Маркед это, судя по ее виду, устроило. Она покивала сама себе, еще раз оглядела меня, снова кивнула и улыбнулась. Это было не самое приятное зрелище: зубов у нее не хватало, имеющиеся были черными, а десны – темными. Я испытал облегчение, когда улыбка сошла с ее лица.
– Она умеет резать, а? – сказала она скорее себе, чем мне. – Я-то думала, что она преувеличивает, когда говорит, что король с королевой у нее в точности такие, как в жизни, и нечего их приукрашать. Но если они так же похожи на оригиналы, как та корабельная рожа – на тебя, то я могла бы рассказывать своим детям, случись им несчастье у меня родиться, что видела короля Верити вот как тебя сейчас вижу.
– О чем ты? – перепросил я, пожалуй, слишком резко. Мне не понравилось упоминание о «корабельной роже» – Йек говорила о носовой фигуре корабля с моим лицом, и это вызывало у меня странное, неуютное чувство. Маркед моргнула и подозрительно покосилась на меня, а потом, что-то углядев в моем лице, расхохоталась.
– Да ты и не знаешь, что ли? Ну дает девочка.
Я начал злиться. Маркед, видимо, это почувствовала, потому что прекратила веселиться и положила руку мне на плечо. Ее худая узловатая ладонь в выпуклой сетке вен оказалась неожиданно тяжелой.
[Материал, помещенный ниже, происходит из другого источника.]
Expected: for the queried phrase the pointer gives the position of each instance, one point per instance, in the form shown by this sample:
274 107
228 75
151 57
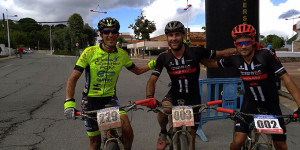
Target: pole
187 24
50 42
8 40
– Послушай меня, мальчик, – сказала она серьезно. – Янтарь твою зовут теперь Кофетри. Она с нами уже не путешествует, а едет с торговым обозом. Они нас обогнали дня на три.
– С обозом? – изумился я. – Почему? И куда они едут?
– В Тилт, как и мы, – успокоила меня Маркед. – А почему – да кто ж ее знает? У нас договор был: мы вместе до Баккипа, а потом она идет куда хочет. Вот встретились мы с обозом, и она с ним уехала. Знакомые у нее там были, судя по всему. – Она пожевала губами, а потом неохотно добавила: – И такие это были знакомые, что я и не знаю даже, что тебе сказать: то ли чтобы ты торопился, то ли чтобы не езжал никуда.
– Что ты имеешь в виду? – вскинулся я, но Маркед внезапно оттолкнула меня и встала.
– Ничего особенного. Все, больше мне нечего тебе сказать. Иди своей дорогой, мальчик. Эй, Монетка! Давай сюда его коня и иди работать, хватит прохлаждаться!
Я попытался задавать вопросы, но она словно не слышала больше ни слова. А когда я начал расспрашивать Монетку, из-под шестов вышел широкоплечий парень, мрачно посмотрел на меня и как бы невзначай захрустел пальцами, разминая тяжелые кулаки. Я почел за лучшее не устраивать скандалов и ушел.